Here's a hypothetical situation on why short answers don't work: Say you ask for the best method for gold plated material, and someone says cyanide. So you go get some cyanide. Then you ask which chemicals go in the cyanide leach, and we tell you, so you mix it and start chugging away. 

Where did you learn how to handle cyanide safely? Where did you learn why it works? Where did you learn how to safely treat waste cyanide solutions? Where did you learn why you always keep cyanide solutions basic and never acidic? Where did you learn the deadly (not exaggerating) risks of not knowing the answers to the previous questions?


----------



## tillsonburgpicker (Apr 25, 2017)

Don't get me wrong, I am very grateful, and I am amazed at how much a lot of members know on the subject.
I was just having a lousy day.  I will be more conscientious next time I have a question.


----------



## nickvc (Apr 25, 2017)

Sometimes a point just will not register however many times you read it so asking but proving you have tried to learn will get a better response than just asking a simple question that many will assume you should know the answer to, we all have to start somewhere but take the advice to read and learn it will save you a world of grief in the long run, we all mess up but the real measure of a master of this art is knowing how to get out of it.


----------



## jimdoc (Apr 25, 2017)

At this point of the forum's lifetime, every question has been answered already.
Many dozens of times or more. This means that the searchbox is the one to ask first, because you will get your answer and more. And the searchbox will not criticize anyone.

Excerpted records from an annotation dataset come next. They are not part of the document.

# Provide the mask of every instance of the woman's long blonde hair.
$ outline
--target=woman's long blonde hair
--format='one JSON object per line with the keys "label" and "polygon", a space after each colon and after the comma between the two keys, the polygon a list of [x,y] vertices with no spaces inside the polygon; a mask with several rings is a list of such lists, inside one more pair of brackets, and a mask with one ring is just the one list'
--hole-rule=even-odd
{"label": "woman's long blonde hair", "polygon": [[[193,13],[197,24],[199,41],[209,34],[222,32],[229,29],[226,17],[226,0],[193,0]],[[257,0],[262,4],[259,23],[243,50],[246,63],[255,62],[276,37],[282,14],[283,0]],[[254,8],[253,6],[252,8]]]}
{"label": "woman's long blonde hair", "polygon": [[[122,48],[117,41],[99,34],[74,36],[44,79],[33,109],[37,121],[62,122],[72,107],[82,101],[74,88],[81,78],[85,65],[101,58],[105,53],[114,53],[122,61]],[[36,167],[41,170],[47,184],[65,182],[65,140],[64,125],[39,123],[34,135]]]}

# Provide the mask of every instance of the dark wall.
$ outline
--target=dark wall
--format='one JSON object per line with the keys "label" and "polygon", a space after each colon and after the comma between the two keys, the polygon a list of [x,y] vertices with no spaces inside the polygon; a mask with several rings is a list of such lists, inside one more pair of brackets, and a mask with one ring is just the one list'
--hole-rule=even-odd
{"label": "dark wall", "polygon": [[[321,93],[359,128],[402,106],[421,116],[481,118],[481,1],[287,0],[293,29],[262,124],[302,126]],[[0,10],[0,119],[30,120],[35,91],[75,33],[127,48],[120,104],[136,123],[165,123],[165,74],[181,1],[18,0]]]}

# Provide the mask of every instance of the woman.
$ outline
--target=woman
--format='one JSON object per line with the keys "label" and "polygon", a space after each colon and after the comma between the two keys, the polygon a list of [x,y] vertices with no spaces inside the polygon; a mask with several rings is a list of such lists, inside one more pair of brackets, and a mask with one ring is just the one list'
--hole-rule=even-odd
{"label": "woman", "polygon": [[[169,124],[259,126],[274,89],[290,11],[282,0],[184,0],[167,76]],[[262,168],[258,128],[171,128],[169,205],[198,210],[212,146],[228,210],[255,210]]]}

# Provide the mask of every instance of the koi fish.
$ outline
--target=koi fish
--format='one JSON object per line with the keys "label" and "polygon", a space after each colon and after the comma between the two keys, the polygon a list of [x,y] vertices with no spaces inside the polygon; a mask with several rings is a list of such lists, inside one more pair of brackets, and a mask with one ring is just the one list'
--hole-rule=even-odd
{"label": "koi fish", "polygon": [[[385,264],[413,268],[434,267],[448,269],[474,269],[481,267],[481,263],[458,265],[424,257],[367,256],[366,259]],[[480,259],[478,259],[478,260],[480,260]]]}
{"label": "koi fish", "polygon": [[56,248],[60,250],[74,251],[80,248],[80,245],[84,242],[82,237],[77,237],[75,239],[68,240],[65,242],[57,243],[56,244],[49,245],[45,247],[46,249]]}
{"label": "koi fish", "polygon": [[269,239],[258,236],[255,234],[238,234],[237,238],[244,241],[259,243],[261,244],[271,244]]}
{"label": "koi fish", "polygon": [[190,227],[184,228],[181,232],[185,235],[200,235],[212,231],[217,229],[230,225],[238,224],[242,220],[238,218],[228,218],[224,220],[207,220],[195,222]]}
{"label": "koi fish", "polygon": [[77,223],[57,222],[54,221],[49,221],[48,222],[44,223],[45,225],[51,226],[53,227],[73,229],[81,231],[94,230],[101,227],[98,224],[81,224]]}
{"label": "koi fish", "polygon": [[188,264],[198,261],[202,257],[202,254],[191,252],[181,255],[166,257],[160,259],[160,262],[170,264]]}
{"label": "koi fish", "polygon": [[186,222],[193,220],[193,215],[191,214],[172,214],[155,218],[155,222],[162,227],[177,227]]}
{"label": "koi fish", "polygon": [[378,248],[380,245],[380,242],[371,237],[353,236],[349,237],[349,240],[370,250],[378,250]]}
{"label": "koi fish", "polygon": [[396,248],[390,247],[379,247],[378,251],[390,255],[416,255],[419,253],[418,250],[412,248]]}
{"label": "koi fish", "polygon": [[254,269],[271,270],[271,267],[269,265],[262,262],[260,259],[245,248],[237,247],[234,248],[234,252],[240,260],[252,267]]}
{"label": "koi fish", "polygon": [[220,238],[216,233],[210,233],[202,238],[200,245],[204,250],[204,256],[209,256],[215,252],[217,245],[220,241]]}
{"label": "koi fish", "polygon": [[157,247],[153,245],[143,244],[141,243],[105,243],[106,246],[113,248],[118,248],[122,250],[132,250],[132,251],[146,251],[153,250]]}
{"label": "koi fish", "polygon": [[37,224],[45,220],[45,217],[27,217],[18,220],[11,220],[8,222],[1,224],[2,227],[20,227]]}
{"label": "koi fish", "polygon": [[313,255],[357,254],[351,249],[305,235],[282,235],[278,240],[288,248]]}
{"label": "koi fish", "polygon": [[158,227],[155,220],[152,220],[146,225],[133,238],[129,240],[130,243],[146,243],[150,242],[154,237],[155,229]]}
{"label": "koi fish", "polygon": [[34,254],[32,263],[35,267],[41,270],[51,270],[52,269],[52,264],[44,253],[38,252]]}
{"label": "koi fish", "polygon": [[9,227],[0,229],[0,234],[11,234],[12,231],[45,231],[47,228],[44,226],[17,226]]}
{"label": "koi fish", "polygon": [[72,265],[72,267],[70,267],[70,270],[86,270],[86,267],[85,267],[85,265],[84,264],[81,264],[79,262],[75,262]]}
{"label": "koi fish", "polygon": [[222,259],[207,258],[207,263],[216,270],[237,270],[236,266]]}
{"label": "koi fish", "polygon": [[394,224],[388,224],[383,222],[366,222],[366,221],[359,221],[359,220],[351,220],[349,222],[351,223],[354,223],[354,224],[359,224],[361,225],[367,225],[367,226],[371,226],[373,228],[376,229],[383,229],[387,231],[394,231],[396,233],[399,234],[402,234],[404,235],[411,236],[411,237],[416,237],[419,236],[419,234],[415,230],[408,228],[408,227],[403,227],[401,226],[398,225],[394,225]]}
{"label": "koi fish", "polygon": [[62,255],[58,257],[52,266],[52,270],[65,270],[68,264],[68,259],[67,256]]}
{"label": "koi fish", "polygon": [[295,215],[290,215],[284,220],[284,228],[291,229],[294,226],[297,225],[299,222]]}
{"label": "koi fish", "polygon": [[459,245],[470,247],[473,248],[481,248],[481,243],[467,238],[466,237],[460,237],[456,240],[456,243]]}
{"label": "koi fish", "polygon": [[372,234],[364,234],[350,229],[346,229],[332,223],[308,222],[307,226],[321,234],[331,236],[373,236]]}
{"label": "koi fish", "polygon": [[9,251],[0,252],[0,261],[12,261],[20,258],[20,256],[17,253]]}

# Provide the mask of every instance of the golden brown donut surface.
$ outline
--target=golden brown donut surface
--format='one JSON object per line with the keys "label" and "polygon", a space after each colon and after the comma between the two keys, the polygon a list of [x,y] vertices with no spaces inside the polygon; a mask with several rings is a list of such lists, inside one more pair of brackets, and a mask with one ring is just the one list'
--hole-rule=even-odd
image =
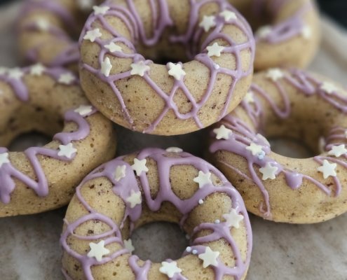
{"label": "golden brown donut surface", "polygon": [[[111,122],[65,69],[0,68],[0,216],[67,204],[81,180],[114,155]],[[32,131],[54,135],[53,141],[24,152],[5,148]]]}

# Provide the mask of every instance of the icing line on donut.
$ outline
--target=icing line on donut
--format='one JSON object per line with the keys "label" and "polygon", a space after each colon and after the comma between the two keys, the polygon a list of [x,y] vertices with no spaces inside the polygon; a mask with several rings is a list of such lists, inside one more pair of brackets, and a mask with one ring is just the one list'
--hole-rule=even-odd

The searchbox is the new members best friend.


----------



## UncleBenBen (Apr 25, 2017)

jimdoc said:


> The searchbox is the new members best friend.



A few years in and the search box and I are still pretty good pals! :lol: 8)


----------



## FrugalRefiner (Apr 25, 2017)

tillsonburgpicker said:


> I guess I should stop asking question until I know everything there is to know about refining? :?
> Or at least formulate my question as if I knew what I'm talking about. :lol:
> I don't want to sound negative, but if anyone who ask "questionable" question on this forum, they are made fun of or told to study all the relevant post. :shock:
> ... Sorry, just had to vent, tough day at the office and scrapping and gold refining is how I relax.
> I will try to refrain from asking stupid question from now on. :G


tillsonburgpicker, we all understand how frustrating it can be when starting this field of study, especially when you can't seem to get simple answers to simple questions. To help you understand why we make new members "jump through hoops", please take a look at Why Can't I Ask a Simple Question and get a Simple Answer?, then Tips for Navigating and Posting on the Forum. They were both created to help our new members.

Dave


----------



## tillsonburgpicker (Apr 25, 2017)

Dave, 
I owe you a big thank you, those links are full of answers to most of my questions.
Thanks


----------